准备
导入中文分词器的jar包
<dependency>
<groupId>com.hankcs</groupId>
<artifactId>hanlp</artifactId>
<version>portable-1.6.5</version>
</dependency>
需求
比较两个文本是否相似,相似度达到75%以上认为是相似文本。
代码实现
package com.isoft.test;
import com.hankcs.hanlp.HanLP;
import com.hankcs.hanlp.seg.common.Term;
import java.util.HashMap;
import java.util.List;
import java.util.Map;
/**
* @author th
*/
public class Test1 {
public static void main(String[] args) {
String text1 = "我爱北京天安门。

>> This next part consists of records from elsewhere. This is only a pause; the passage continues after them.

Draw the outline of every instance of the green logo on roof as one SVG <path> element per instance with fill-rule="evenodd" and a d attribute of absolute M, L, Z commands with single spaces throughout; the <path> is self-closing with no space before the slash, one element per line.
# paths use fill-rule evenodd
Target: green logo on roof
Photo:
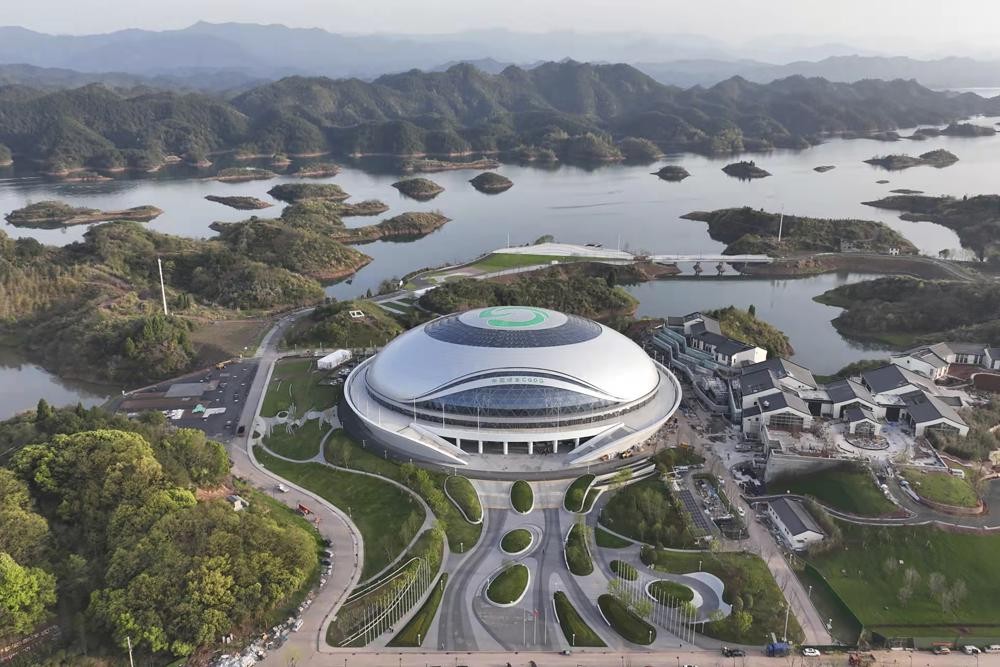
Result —
<path fill-rule="evenodd" d="M 521 306 L 495 306 L 479 313 L 486 324 L 499 329 L 523 329 L 541 324 L 549 318 L 541 308 Z"/>

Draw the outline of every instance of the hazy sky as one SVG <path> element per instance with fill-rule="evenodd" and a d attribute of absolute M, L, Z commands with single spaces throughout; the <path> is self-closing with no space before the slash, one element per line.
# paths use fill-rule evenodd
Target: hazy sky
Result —
<path fill-rule="evenodd" d="M 0 0 L 0 7 L 0 24 L 73 34 L 205 20 L 353 33 L 695 33 L 735 44 L 794 34 L 910 53 L 1000 48 L 998 0 Z"/>

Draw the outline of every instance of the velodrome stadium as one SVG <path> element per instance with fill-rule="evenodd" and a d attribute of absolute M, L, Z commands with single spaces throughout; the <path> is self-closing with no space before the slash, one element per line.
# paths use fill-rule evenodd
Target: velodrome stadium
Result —
<path fill-rule="evenodd" d="M 551 472 L 622 458 L 680 402 L 677 379 L 613 329 L 575 315 L 496 306 L 399 336 L 344 385 L 345 423 L 396 458 L 496 472 Z"/>

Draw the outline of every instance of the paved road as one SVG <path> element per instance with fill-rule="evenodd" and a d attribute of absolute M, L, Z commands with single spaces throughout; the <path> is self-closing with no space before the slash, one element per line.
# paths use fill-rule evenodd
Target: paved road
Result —
<path fill-rule="evenodd" d="M 271 652 L 267 658 L 268 664 L 303 664 L 304 661 L 312 662 L 314 657 L 318 657 L 318 651 L 326 646 L 326 629 L 347 595 L 357 585 L 361 576 L 361 563 L 364 560 L 361 534 L 343 512 L 319 496 L 265 470 L 254 459 L 250 449 L 254 421 L 263 403 L 274 362 L 281 356 L 277 347 L 278 342 L 288 327 L 294 324 L 296 317 L 307 312 L 309 311 L 299 311 L 292 316 L 282 318 L 261 341 L 256 355 L 259 360 L 258 371 L 247 392 L 240 418 L 240 424 L 247 427 L 246 433 L 234 438 L 229 447 L 234 475 L 247 480 L 259 489 L 270 492 L 289 507 L 297 507 L 299 503 L 307 505 L 319 520 L 316 527 L 320 534 L 330 540 L 334 551 L 333 572 L 326 585 L 319 590 L 312 605 L 302 614 L 302 628 L 289 635 L 288 641 L 281 648 Z M 288 493 L 275 492 L 274 489 L 279 481 L 283 481 L 290 488 Z"/>

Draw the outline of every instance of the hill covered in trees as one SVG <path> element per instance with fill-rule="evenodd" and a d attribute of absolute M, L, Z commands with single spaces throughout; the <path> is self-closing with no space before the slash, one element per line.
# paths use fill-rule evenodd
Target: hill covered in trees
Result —
<path fill-rule="evenodd" d="M 120 655 L 129 636 L 163 664 L 297 604 L 315 533 L 262 494 L 237 489 L 241 512 L 200 495 L 230 483 L 225 449 L 165 421 L 40 401 L 0 423 L 0 637 L 58 620 L 67 653 Z"/>
<path fill-rule="evenodd" d="M 357 79 L 289 77 L 231 101 L 199 93 L 125 96 L 91 84 L 0 87 L 0 144 L 50 172 L 156 169 L 213 152 L 416 155 L 500 152 L 622 159 L 623 150 L 725 153 L 801 148 L 996 113 L 1000 101 L 913 81 L 831 83 L 735 77 L 681 90 L 628 65 L 572 61 L 487 74 L 468 64 Z M 645 144 L 636 140 L 651 142 Z M 625 151 L 628 152 L 628 151 Z"/>

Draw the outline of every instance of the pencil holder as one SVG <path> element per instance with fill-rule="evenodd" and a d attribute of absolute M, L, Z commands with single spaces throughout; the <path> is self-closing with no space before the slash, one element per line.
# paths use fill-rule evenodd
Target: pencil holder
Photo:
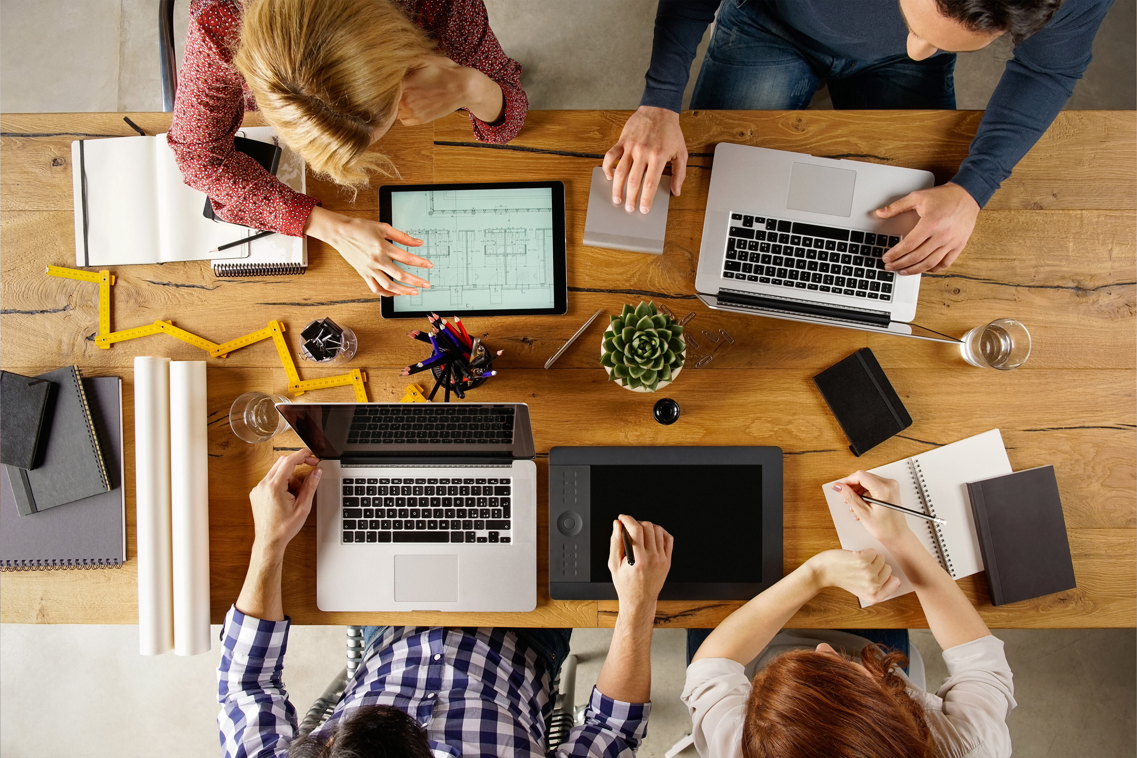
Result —
<path fill-rule="evenodd" d="M 448 324 L 437 314 L 431 314 L 428 322 L 430 331 L 407 332 L 407 336 L 430 344 L 430 357 L 402 369 L 402 376 L 430 370 L 434 376 L 434 388 L 428 400 L 433 400 L 439 389 L 443 391 L 443 402 L 450 401 L 451 392 L 462 400 L 466 392 L 481 386 L 497 374 L 492 369 L 493 361 L 505 350 L 491 350 L 482 343 L 481 338 L 470 336 L 457 316 L 453 324 Z"/>

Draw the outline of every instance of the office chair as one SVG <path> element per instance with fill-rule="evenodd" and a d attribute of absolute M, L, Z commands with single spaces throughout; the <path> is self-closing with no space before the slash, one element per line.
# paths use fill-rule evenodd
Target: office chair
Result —
<path fill-rule="evenodd" d="M 317 726 L 327 720 L 343 698 L 343 690 L 347 683 L 355 676 L 363 661 L 363 627 L 349 626 L 347 631 L 347 665 L 340 669 L 324 692 L 312 703 L 312 708 L 300 720 L 299 736 L 312 733 Z M 547 755 L 553 752 L 568 739 L 568 732 L 580 720 L 584 708 L 573 708 L 573 700 L 576 695 L 576 656 L 570 655 L 561 673 L 553 682 L 553 689 L 557 693 L 554 700 L 553 713 L 545 723 L 545 734 L 547 735 Z"/>
<path fill-rule="evenodd" d="M 174 0 L 158 2 L 158 64 L 161 67 L 161 110 L 173 113 L 177 92 L 177 53 L 174 50 Z"/>

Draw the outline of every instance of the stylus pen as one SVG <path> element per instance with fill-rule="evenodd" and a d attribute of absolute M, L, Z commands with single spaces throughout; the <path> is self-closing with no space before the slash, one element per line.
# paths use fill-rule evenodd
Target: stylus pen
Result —
<path fill-rule="evenodd" d="M 254 234 L 252 236 L 247 236 L 243 240 L 236 240 L 234 242 L 226 242 L 225 244 L 217 245 L 209 252 L 221 252 L 222 250 L 229 250 L 230 248 L 235 248 L 239 244 L 244 244 L 247 242 L 252 242 L 254 240 L 259 240 L 263 236 L 268 236 L 269 234 L 276 234 L 276 232 L 260 232 L 259 234 Z"/>
<path fill-rule="evenodd" d="M 592 317 L 589 318 L 587 322 L 584 322 L 584 325 L 581 326 L 579 330 L 576 330 L 576 333 L 573 334 L 571 338 L 568 338 L 568 341 L 565 342 L 563 345 L 561 345 L 559 350 L 557 350 L 555 353 L 553 353 L 553 357 L 549 358 L 549 361 L 547 364 L 545 364 L 545 367 L 548 368 L 549 366 L 551 366 L 553 364 L 555 364 L 557 361 L 557 358 L 561 357 L 561 353 L 564 352 L 565 350 L 567 350 L 568 345 L 571 345 L 573 342 L 575 342 L 576 338 L 579 338 L 581 335 L 581 333 L 584 330 L 587 330 L 591 325 L 592 322 L 596 320 L 596 317 L 599 316 L 603 313 L 604 313 L 604 308 L 600 308 L 598 311 L 596 311 L 595 314 L 592 314 Z"/>
<path fill-rule="evenodd" d="M 915 516 L 916 518 L 923 518 L 929 522 L 936 522 L 941 526 L 947 526 L 947 522 L 943 518 L 937 518 L 936 516 L 929 516 L 928 514 L 921 514 L 919 510 L 910 510 L 908 508 L 901 508 L 899 506 L 894 506 L 890 502 L 885 502 L 883 500 L 877 500 L 875 498 L 870 498 L 868 495 L 860 495 L 865 502 L 871 502 L 874 506 L 883 506 L 885 508 L 891 508 L 893 510 L 898 510 L 902 514 L 907 514 L 908 516 Z"/>

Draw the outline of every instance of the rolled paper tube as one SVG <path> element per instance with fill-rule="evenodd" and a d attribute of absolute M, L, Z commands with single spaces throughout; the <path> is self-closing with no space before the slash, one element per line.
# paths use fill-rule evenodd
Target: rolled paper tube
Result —
<path fill-rule="evenodd" d="M 134 493 L 139 652 L 158 656 L 174 647 L 168 358 L 134 359 Z"/>
<path fill-rule="evenodd" d="M 206 363 L 169 365 L 174 655 L 209 652 L 209 445 Z"/>

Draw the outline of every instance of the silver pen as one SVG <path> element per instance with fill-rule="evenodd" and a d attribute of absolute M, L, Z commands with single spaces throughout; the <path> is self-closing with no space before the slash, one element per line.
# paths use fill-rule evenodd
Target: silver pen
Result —
<path fill-rule="evenodd" d="M 576 333 L 573 334 L 571 338 L 568 338 L 568 341 L 565 342 L 563 345 L 561 345 L 559 350 L 557 350 L 555 353 L 553 353 L 553 357 L 549 358 L 548 363 L 545 364 L 545 367 L 548 368 L 549 366 L 551 366 L 553 364 L 555 364 L 557 361 L 557 358 L 561 357 L 561 353 L 564 352 L 565 350 L 567 350 L 568 345 L 571 345 L 573 342 L 575 342 L 576 338 L 579 338 L 581 335 L 581 333 L 584 330 L 587 330 L 592 324 L 592 322 L 596 320 L 596 317 L 599 316 L 603 313 L 604 313 L 604 308 L 600 308 L 598 311 L 596 311 L 595 314 L 592 314 L 592 317 L 589 318 L 587 322 L 584 322 L 584 325 L 581 326 L 579 330 L 576 330 Z"/>
<path fill-rule="evenodd" d="M 885 508 L 891 508 L 893 510 L 898 510 L 902 514 L 907 514 L 908 516 L 915 516 L 916 518 L 923 518 L 929 522 L 936 522 L 940 526 L 947 526 L 947 522 L 945 522 L 943 518 L 938 518 L 936 516 L 929 516 L 928 514 L 921 514 L 919 510 L 912 510 L 910 508 L 902 508 L 901 506 L 894 506 L 890 502 L 885 502 L 883 500 L 877 500 L 875 498 L 870 498 L 866 494 L 857 497 L 860 497 L 865 502 L 871 502 L 874 506 L 883 506 Z"/>

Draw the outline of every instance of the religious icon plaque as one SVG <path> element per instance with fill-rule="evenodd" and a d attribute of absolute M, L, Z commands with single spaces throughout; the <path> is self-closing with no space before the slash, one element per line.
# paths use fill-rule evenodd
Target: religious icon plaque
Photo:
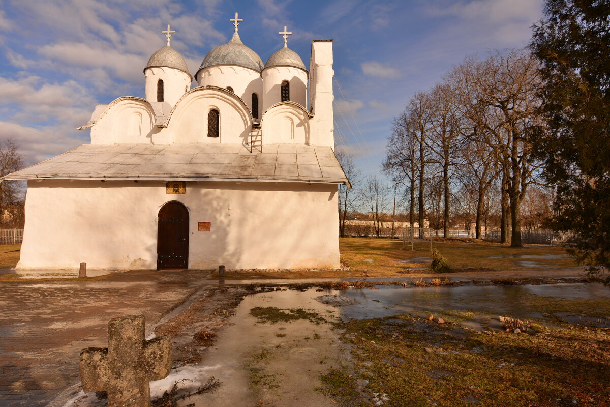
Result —
<path fill-rule="evenodd" d="M 179 195 L 186 192 L 186 182 L 184 181 L 171 181 L 167 183 L 165 193 L 170 195 Z"/>

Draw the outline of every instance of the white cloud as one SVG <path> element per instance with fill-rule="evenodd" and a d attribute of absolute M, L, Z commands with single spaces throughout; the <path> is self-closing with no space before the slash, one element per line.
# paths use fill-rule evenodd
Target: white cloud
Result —
<path fill-rule="evenodd" d="M 336 99 L 335 107 L 339 110 L 339 115 L 343 113 L 346 119 L 350 112 L 351 114 L 356 114 L 358 110 L 364 107 L 364 102 L 358 99 Z"/>
<path fill-rule="evenodd" d="M 12 27 L 12 21 L 6 18 L 4 10 L 0 10 L 0 30 L 8 31 Z"/>
<path fill-rule="evenodd" d="M 448 5 L 428 2 L 423 12 L 454 18 L 453 29 L 439 34 L 462 43 L 492 42 L 495 48 L 520 46 L 531 37 L 540 18 L 542 0 L 462 0 Z"/>
<path fill-rule="evenodd" d="M 392 68 L 392 67 L 384 65 L 380 62 L 378 62 L 377 61 L 363 62 L 361 64 L 360 67 L 362 68 L 362 72 L 364 74 L 368 75 L 369 76 L 382 77 L 388 79 L 394 79 L 401 76 L 400 71 L 398 70 L 395 68 Z"/>
<path fill-rule="evenodd" d="M 385 110 L 387 109 L 387 103 L 386 103 L 385 102 L 380 102 L 376 100 L 368 101 L 368 106 L 373 109 L 376 109 L 380 110 Z"/>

";
String text2 = "天安门上太阳升。";
String text3 = "我买了一条裙子。";
String text4 = "我买了一条漂亮的碎花裙子。";
double similarity = cosineSimilarity(text3, text4);
System.out.println("相似度:"+similarity);
if (similarity >= 0.75) {
System.out.println("两个文本相似");
} else {
System.out.println("两个文本不相似");
}
}
public static double cosineSimilarity(String text1, String text2) {
Map<String, Integer> vector1 = getWordCount(text1);
Map<String, Integer> vector2 = getWordCount(text2);
if(vector1.size()==0 || vector2.size()==0){
if(vector1.size()==vector2.size()){
return 1;
}else{
return 0;
}
}
// 计算余弦相似度
double dotProduct = 0.0;
double norm1 = 0.0;
double norm2 = 0.0;
for (String word : vector1.keySet()) {
if (vector2.containsKey(word)) {
dotProduct += vector1.get(word) * vector2.get(word);
}
norm1 += Math.pow(vector1.get(word), 2);
}
for (String word : vector2.keySet()) {
norm2 += Math.pow(vector2.get(word), 2);
}
double similarity = dotProduct / (Math.sqrt(norm1) * Math.sqrt(norm2));
return similarity;
}
public static Map<String, Integer> getWordCount(String text) {
Map<String, Integer> wordCount = new HashMap<>();
List<Term> terms = HanLP.segment(text);
for (Term term : terms) {
String word = term.word;
if (word.trim().length() > 0) {
wordCount.put(word, wordCount.getOrDefault(word, 0) + 1);
}
}
return wordCount;
}
}
结果
text1与text2输出结果:
相似度:0.3999999999999999
两个文本不相似
text3与text4输出结果:
相似度:0.7977240352174656
两个文本相似